Within just a few hours of hatching, piping plover chicks are able to walk and feed on their own. The first few weeks after hatching are the most crucial because the chicks are very small, hard to see, and extremely vulnerable to natural predators such as gulls, crows, foxes, and domestic animals, including cats and dogs.
“Once the chicks are 25 to 30 days old, they can fly to escape from danger so we can take down the fences and open up the beach for full recreational use,” explained Clifford.
Humans can represent a major threat to the endangered birds. The chicks are not restricted to the fenced-off areas around the dunes, and the adults will often move them up and down the beach to good feeding areas, often close to the tide line. The buff-colored chicks are hard to see, so it is easy to unknowingly cause distress or even step on the chicks. Fish and Game plover monitors and volunteers regularly notify beachgoers where chicks are present, in an effort to reduce disturbance and allow them to feed.

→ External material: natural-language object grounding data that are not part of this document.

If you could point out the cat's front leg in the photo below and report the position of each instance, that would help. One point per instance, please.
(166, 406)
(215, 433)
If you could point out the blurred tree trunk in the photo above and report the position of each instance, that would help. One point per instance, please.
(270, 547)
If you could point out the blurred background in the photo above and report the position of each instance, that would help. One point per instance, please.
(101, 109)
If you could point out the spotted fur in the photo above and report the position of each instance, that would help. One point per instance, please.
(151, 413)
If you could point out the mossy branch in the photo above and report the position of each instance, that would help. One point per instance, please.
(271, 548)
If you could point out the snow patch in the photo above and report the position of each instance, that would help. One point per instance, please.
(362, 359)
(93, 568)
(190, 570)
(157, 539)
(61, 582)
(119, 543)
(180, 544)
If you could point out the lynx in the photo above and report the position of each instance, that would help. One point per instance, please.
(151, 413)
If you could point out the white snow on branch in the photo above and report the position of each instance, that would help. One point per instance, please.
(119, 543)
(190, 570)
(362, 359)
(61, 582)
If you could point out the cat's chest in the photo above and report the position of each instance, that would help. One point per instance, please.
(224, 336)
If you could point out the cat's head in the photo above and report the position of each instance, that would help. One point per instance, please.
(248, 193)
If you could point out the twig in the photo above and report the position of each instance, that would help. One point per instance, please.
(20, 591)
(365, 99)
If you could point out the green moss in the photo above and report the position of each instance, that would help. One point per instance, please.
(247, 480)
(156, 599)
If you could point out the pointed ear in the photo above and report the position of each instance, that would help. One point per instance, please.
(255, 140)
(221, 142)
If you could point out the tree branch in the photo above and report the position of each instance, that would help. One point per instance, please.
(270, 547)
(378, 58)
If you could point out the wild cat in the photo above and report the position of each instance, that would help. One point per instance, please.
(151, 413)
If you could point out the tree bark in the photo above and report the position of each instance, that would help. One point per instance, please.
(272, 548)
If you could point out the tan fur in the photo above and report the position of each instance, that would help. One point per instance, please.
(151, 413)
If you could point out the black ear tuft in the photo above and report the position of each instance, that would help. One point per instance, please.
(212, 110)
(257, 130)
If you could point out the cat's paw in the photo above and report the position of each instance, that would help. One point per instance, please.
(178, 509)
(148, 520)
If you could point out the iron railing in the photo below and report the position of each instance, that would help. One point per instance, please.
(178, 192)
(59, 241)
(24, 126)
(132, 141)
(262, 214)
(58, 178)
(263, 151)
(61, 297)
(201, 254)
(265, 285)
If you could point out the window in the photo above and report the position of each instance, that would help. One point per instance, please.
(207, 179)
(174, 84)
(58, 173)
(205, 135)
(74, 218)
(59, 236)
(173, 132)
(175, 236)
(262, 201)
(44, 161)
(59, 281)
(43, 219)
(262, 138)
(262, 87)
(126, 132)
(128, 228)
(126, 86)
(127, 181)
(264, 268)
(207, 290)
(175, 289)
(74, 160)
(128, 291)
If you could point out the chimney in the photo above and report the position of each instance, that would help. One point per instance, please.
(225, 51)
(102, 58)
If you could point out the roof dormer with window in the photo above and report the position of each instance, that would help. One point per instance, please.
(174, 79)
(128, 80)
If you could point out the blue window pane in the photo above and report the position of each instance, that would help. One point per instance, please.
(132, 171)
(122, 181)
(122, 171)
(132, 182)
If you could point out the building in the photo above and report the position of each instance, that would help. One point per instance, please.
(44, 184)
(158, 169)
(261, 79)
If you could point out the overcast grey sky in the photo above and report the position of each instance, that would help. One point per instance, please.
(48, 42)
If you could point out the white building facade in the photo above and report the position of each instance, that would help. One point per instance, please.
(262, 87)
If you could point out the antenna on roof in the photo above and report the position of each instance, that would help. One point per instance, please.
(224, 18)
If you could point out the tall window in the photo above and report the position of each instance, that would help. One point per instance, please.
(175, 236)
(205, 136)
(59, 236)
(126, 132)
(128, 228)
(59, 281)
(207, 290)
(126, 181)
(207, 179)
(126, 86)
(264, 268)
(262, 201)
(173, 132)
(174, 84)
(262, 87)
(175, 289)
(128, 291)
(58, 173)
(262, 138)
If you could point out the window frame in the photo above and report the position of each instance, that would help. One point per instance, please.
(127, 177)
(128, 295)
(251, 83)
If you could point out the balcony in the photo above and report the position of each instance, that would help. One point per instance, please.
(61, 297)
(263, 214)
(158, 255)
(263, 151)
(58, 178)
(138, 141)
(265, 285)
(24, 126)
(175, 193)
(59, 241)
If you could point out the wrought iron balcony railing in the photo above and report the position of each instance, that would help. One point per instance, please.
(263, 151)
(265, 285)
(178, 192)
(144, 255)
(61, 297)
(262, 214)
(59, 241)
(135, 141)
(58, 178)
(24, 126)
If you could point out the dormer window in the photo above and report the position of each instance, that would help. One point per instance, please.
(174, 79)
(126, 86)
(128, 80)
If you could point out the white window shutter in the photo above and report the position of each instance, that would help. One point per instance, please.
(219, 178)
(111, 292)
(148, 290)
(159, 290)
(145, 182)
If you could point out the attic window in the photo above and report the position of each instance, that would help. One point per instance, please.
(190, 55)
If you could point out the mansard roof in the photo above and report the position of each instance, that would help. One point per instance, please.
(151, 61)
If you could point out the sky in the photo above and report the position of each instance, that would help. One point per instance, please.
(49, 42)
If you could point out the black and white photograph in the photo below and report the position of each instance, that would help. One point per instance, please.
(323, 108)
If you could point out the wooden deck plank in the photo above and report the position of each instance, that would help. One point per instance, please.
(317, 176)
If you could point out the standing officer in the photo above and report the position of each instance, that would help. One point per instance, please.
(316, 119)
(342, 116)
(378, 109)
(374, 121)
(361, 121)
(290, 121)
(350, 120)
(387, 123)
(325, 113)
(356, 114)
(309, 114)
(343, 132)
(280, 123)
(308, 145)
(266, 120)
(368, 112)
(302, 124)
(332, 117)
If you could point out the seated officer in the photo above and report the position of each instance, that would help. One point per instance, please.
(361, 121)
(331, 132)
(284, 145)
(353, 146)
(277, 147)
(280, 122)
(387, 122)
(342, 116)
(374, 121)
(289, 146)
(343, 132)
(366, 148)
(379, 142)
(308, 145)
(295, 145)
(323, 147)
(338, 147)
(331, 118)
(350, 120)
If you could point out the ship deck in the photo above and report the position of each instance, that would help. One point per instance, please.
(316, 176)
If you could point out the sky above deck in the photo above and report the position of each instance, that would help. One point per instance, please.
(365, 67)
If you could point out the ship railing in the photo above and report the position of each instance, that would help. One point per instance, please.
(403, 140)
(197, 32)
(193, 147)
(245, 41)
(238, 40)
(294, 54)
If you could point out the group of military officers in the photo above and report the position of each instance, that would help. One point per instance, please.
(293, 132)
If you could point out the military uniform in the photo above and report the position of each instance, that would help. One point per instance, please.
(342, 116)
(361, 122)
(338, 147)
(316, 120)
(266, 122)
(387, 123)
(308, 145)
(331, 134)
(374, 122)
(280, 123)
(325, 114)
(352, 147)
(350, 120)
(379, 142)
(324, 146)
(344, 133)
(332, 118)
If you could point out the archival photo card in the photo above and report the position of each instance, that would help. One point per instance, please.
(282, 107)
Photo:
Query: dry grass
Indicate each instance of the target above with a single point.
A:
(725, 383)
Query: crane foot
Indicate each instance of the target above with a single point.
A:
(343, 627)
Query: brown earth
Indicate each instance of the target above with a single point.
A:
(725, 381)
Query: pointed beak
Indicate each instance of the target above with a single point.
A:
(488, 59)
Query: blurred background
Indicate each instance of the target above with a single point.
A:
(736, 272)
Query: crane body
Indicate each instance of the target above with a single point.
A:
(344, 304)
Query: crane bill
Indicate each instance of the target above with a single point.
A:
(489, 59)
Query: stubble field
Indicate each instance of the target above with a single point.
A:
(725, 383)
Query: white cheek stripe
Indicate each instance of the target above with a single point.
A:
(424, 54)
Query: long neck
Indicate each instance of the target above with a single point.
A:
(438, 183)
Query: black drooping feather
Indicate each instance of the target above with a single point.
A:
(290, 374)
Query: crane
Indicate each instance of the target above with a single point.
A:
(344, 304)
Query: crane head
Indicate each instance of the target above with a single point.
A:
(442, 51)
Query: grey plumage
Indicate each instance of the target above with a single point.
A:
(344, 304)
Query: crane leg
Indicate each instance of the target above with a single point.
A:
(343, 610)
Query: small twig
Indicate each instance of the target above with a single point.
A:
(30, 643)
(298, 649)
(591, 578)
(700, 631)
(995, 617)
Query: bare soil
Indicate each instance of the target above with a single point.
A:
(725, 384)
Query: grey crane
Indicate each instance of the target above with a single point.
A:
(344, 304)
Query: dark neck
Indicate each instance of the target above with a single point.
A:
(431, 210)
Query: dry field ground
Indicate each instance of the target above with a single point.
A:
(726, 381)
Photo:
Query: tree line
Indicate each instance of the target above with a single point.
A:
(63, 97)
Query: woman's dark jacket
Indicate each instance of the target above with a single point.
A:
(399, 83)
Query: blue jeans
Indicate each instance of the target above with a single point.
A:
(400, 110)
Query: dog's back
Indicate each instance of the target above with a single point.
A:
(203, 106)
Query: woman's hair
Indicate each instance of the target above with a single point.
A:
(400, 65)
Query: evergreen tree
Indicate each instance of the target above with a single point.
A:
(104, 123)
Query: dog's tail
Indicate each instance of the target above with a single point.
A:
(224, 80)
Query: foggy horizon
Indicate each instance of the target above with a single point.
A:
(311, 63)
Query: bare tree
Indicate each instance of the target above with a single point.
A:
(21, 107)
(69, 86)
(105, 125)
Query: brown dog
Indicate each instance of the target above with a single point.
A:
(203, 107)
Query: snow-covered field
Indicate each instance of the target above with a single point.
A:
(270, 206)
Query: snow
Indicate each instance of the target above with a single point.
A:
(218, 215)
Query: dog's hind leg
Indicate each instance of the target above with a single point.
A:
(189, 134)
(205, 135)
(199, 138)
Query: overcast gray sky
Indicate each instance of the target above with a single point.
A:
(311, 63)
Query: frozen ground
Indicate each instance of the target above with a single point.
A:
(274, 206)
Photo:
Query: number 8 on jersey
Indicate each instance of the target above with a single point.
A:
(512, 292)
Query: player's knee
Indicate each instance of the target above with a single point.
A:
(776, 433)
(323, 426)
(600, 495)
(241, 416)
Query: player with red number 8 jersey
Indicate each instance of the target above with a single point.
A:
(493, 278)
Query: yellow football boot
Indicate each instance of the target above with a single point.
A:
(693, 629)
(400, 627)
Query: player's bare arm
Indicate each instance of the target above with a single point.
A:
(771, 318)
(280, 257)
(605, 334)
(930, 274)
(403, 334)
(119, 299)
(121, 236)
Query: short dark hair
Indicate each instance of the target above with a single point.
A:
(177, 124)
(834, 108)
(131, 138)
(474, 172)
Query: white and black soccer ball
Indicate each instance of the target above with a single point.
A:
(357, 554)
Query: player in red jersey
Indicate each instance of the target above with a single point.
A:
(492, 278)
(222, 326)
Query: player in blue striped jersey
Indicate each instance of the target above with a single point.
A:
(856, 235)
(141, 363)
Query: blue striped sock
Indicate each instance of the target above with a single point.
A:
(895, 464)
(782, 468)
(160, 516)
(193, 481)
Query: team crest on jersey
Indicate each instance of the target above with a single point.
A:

NH Fish and Game is working closely again this year with beach managers to coordinate beach raking and plover protection. Because plover chicks cannot fly and tend to squat when they feel threatened, vehicles on the beach are a major threat to their survival. Beach maintenance may occur in areas where chicks are not present, as long as it is coordinated in advance with NH Fish and Game.
Protection of this endangered species is a cooperative effort of the U.S. Fish and Wildlife Service, the NH Fish and Game Department, the NH Division of Parks and Recreation, the Town of Seabrook, the Town of Hampton, volunteers, local residents, and beach visitors.
Beachgoers can make a big difference in whether or not piping plover chicks survive to fledgling age. Here’s how you can help:
• Watch where you step – A plover chick’s defense mechanism is to freeze when people get close, which makes it difficult to see them. The chicks are about the size of a cotton ball and light colored, so they blend in with the sand.
• Leash your dog – Free-running dogs can accidentally step on and crush eggs and chase after the chicks and adult plovers. Hampton Beach State Park and the Town of Seabrook both have restrictions regarding dogs on beaches during the summer. People should check before bringing their dog to any public beach.
• Fill in holes – Holes in the sand are traps for the tiny chicks which can’t fly. Filling in any holes on the beach helps the chicks move about and find the food they need to grow strong and be able to fly.
• Volunteer – Volunteers will be needed to help with monitoring once the plover chicks begin to hatch in early June. Anyone interested in volunteering can contact the NH Fish and Game Department Piping Plover Monitoring Program at 603-419-9728.
Since 1997, when protection efforts began in New Hampshire, through 2018, 122 nesting pairs of plovers have fledged 164 chicks on the state’s seacoast. New Hampshire’s efforts are part of a region-wide protection program; overall, the Atlantic coast population of piping plovers continues to hold steady at slightly below 2,000 pairs.
Thanks to more than 30 years of dedicated conservation efforts by many partners and the cooperation of beachgoers, the piping plover has more than doubled its population along the Atlantic Coast since it was listed as threatened under the Endangered Species Act in 1986. Decades of efforts by federal, state, town, and private landowners, organizations, and agencies at all levels of government, have helped make significant progress in providing plovers with safe places to raise their families.